Diotto explains that it is better to “exclude strategic marketing actions that do not specifically incorporate neuroscience-based research or the introduction of archetypal structures that allow the message to be properly decoded, especially in brand positioning. It is therefore useful to understand that marketing strategies are only the tip of the iceberg but knowing everything that is underneath we could achieve so much more.” But what's in the hidden part of the iceberg?
How neuromarketing drives sales
Since last winter, Diotto has been directing the new Neuromarketing series for the Milan based publisher Hoepli. For his series he edited the Italian edition of a fundamental and revolutionary book: The Code of Persuasion, written by Christophe Morin and Patrick Renvoisé of Salesbrain, one of the most important neuromarketing agencies in the world.
The Persuasion Code is a fundamental tool for understanding and applying neuromarketing. It is also useful for young people, as it allows them to familiarize themselves with concepts, practices and jobs that will be increasingly crucial in the very near future.
Neuromarketing manages to block the moment when an emotion is experienced by the public and settles into its unconscious
The Code of Persuasion, the curator of the Italian edition explains, takes us on a long journey. “First you discover the fundamentals of the brain, persuasion, emotions, and then you learn how to apply them.” Morin and Renvoisé help change the way we think and work, to be creative and to set marketing strategies. Neuromarketing, Diotto continues, “allows the identification of the most suitable communication channels to achieve purchasing decision-making processes through the use of neuroscience-related methodologies.” Neuromarketing becomes an essential part of the baggage of every marketer and communicator.
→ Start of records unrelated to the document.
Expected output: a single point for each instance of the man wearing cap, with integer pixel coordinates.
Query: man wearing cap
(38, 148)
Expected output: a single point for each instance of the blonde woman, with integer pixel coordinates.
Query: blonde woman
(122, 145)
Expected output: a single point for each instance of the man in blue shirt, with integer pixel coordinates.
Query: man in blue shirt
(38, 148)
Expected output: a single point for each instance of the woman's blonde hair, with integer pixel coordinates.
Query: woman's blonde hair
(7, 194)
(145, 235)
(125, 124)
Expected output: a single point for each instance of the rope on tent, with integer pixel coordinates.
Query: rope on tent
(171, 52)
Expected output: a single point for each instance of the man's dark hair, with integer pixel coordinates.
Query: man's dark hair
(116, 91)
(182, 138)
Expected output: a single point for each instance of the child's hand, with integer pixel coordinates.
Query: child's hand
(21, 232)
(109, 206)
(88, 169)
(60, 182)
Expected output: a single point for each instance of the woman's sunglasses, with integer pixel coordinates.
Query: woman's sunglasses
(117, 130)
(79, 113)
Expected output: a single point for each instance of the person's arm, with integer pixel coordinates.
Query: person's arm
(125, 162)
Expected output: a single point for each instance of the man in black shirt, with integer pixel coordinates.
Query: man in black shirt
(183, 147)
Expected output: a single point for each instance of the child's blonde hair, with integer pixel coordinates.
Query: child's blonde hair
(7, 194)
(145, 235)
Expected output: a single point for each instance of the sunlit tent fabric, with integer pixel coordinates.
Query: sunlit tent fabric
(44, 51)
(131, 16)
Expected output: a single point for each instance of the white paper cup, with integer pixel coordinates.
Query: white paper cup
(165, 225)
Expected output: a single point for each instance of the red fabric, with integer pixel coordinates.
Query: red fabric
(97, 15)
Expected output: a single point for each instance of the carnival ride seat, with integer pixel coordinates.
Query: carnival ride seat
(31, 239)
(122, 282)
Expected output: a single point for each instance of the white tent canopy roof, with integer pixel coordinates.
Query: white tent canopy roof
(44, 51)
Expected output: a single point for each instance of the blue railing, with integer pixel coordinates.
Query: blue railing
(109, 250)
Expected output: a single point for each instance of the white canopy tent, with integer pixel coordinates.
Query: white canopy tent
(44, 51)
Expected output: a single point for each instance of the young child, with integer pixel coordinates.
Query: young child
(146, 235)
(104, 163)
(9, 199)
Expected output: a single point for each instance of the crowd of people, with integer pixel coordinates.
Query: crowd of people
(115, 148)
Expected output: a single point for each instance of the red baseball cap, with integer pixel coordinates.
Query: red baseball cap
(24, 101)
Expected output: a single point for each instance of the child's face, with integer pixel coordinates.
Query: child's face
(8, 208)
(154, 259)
Neuromarketing, Diotto concludes, “is born and makes sense within a company strategy, to give concrete answers to the motivations that drive the customer to purchase, as it manages to block the moment when an emotion is experienced by the and settles into his unconscious.
“The scientific study of what is done within the advertising product”, he concludes, “thanks to the meeting of images, sounds and colors with emotions becomes the scientific basis on which to design advertising campaigns and advertising strategies for every company and every product on the market.”